If the speech was familiar from addiction-recovery case studies, it was equally so for those who have watched Rob Ford’s entire political career unfold. Well before substance abuse was raised as a problem, we had become accustomed to the pattern of outrageous personal misconduct being revealed only to be met with steadfast denial, followed by confession, and a solemn promise to move forward. The examples are too many to list, but they include drunken abuse of strangers, an arrest in Florida, driving infractions, and ethical breaches pointed out by the integrity commissioner and a provincial court judge. The arc of the stories of Ford’s personal missteps have always had an element of denial—even fiction—and hasty claims to redemption. And there is no line between that personal story and his political story. More so than most politicians, Rob Ford’s political career and persona have always been intensely personal.
His claims as a self-proclaimed champion of the little guy, as someone who would deliver better public service, as someone who could watch every penny and make government more efficient were always based on virtually nothing more than his own credibility. He personally returns phone calls. He would personally insist on seeing no money wasted. He would issue a rash and unexplained “guarantee” that things would be as he said they would be. In virtually every policy area—from cutting the size of government, to improving customer service, to rooting out waste, to delivering subways at no cost to taxpayers—his plan to accomplish his goals amounted to little more than him saying, “you can trust me.” He has done nothing but shatter that claim to our trust, repeatedly.
One of the great tragedies is that so many Toronto voters with legitimate political grievances and understandable resentments did trust him, and thought that the very fact of his existence and presence at City Hall would make his wildest claims to improvement a reality.
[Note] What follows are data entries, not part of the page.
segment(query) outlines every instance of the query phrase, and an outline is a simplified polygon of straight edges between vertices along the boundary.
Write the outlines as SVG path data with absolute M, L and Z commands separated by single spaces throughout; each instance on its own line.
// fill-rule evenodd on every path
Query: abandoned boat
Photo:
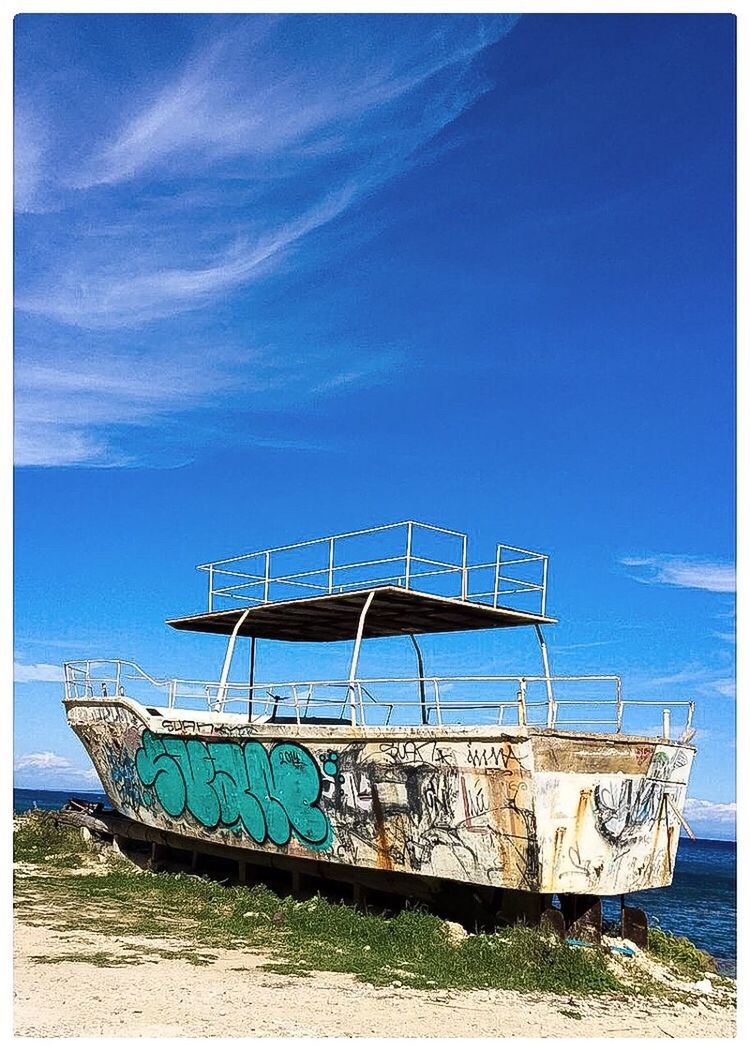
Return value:
M 67 719 L 116 809 L 363 886 L 450 881 L 548 902 L 671 883 L 692 702 L 625 700 L 618 676 L 554 676 L 547 556 L 467 553 L 464 534 L 408 521 L 199 566 L 207 609 L 168 623 L 228 636 L 217 681 L 65 664 Z M 538 674 L 424 668 L 420 635 L 513 626 L 533 633 Z M 361 678 L 362 642 L 396 636 L 418 674 Z M 261 682 L 257 639 L 349 640 L 349 667 Z

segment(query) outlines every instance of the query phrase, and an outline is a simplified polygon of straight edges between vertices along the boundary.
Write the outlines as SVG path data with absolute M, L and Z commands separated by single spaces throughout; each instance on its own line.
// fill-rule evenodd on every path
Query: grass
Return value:
M 716 973 L 713 956 L 699 949 L 687 937 L 678 937 L 660 927 L 651 927 L 648 932 L 648 951 L 660 963 L 693 981 L 702 978 L 706 972 Z
M 516 926 L 454 943 L 438 918 L 415 909 L 386 916 L 319 897 L 282 898 L 262 884 L 223 886 L 122 861 L 70 871 L 90 852 L 75 829 L 39 812 L 17 822 L 15 856 L 36 866 L 22 868 L 18 880 L 25 922 L 170 941 L 167 949 L 139 947 L 147 956 L 206 964 L 207 950 L 251 949 L 271 957 L 264 966 L 275 973 L 337 971 L 376 986 L 415 989 L 611 994 L 633 988 L 613 973 L 603 951 L 566 945 L 537 928 Z M 652 954 L 683 973 L 697 973 L 699 964 L 701 975 L 710 969 L 710 957 L 685 939 L 663 931 L 653 931 L 652 939 Z M 100 966 L 116 966 L 105 956 Z M 96 963 L 99 956 L 85 959 Z

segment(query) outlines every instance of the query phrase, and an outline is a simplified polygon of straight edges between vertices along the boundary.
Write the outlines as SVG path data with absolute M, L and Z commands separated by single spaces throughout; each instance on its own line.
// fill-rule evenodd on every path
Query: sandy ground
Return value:
M 346 974 L 261 969 L 263 956 L 210 950 L 201 966 L 160 959 L 180 943 L 16 925 L 19 1036 L 733 1036 L 734 1010 L 506 992 L 372 988 Z M 150 955 L 149 955 L 150 952 Z M 122 962 L 85 960 L 106 953 Z M 35 959 L 37 957 L 37 959 Z M 41 957 L 41 959 L 39 959 Z M 58 962 L 56 962 L 56 959 Z M 577 1017 L 576 1015 L 580 1015 Z

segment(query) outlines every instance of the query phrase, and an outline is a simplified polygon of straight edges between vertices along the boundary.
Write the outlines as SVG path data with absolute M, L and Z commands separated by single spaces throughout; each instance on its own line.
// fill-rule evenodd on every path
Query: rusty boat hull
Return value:
M 114 808 L 211 844 L 536 894 L 668 886 L 694 748 L 538 726 L 249 722 L 65 702 Z

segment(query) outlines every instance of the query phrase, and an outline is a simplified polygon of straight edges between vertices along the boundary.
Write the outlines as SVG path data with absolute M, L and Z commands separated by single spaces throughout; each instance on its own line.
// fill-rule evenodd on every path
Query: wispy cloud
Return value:
M 642 693 L 678 686 L 684 687 L 691 697 L 727 697 L 730 700 L 734 699 L 736 688 L 732 669 L 725 662 L 718 665 L 693 662 L 667 675 L 633 676 L 630 684 Z
M 736 577 L 732 562 L 712 562 L 680 555 L 654 555 L 648 558 L 622 558 L 622 565 L 637 569 L 633 579 L 644 584 L 670 584 L 673 588 L 694 588 L 701 591 L 730 594 L 735 591 Z
M 62 682 L 63 673 L 59 664 L 22 664 L 13 663 L 14 682 Z M 47 755 L 42 753 L 41 755 Z
M 14 770 L 69 770 L 72 763 L 55 751 L 28 751 L 13 765 Z
M 22 787 L 101 788 L 92 766 L 78 767 L 56 751 L 27 751 L 16 759 L 13 769 Z
M 683 810 L 697 836 L 734 839 L 737 823 L 736 803 L 712 803 L 707 799 L 687 799 Z
M 377 382 L 391 363 L 370 348 L 290 360 L 264 290 L 292 267 L 330 267 L 360 235 L 357 209 L 488 88 L 477 58 L 515 21 L 200 22 L 161 81 L 134 69 L 100 107 L 81 79 L 74 103 L 95 119 L 69 125 L 54 99 L 35 105 L 38 77 L 21 79 L 17 462 L 132 462 L 144 428 L 217 397 L 225 412 L 249 394 L 263 407 L 285 372 L 316 396 Z M 227 346 L 237 315 L 261 351 Z M 192 356 L 188 325 L 208 341 Z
But as most addicts and their families know too well, saying something and meaning it—and even desperately wanting it to be true—is barely a first step to forming a plan. In the absence of a plan, those firm resolutions can in fact be an obstacle, in as much as they provide the momentary illusion of progress. It is true of the dual promise Ford gave of cutting budgets and improving services; it is true of his plan to curb his drinking and forget the considerable damage he has caused to our politics.
And this all mirrors the large untruth behind Rob Ford’s political career: that somehow a massive global metropolis could be run like a family business, where problems are solved mostly by personal attention and a stern word from the boss. You cannot fix the problems of a complex city and build it for the future by having everyone, everywhere, phone in for a personal audience with the mayor. You cannot change the culture of a bureaucracy by having the son who inherited the place shout a lot or deliver a pep talk. And unlike a family business, a city doesn’t have to indulge the boss’s glaring personal failures and abuses of trust. Because unlike a family business, the city was not created to serve or better the people who govern it. We do not need the boss’s cooperation to move on. His personal and political credibility are in tatters. Toronto is bigger than the flawed man we elected in 2010, and we have our own recovery to get on with.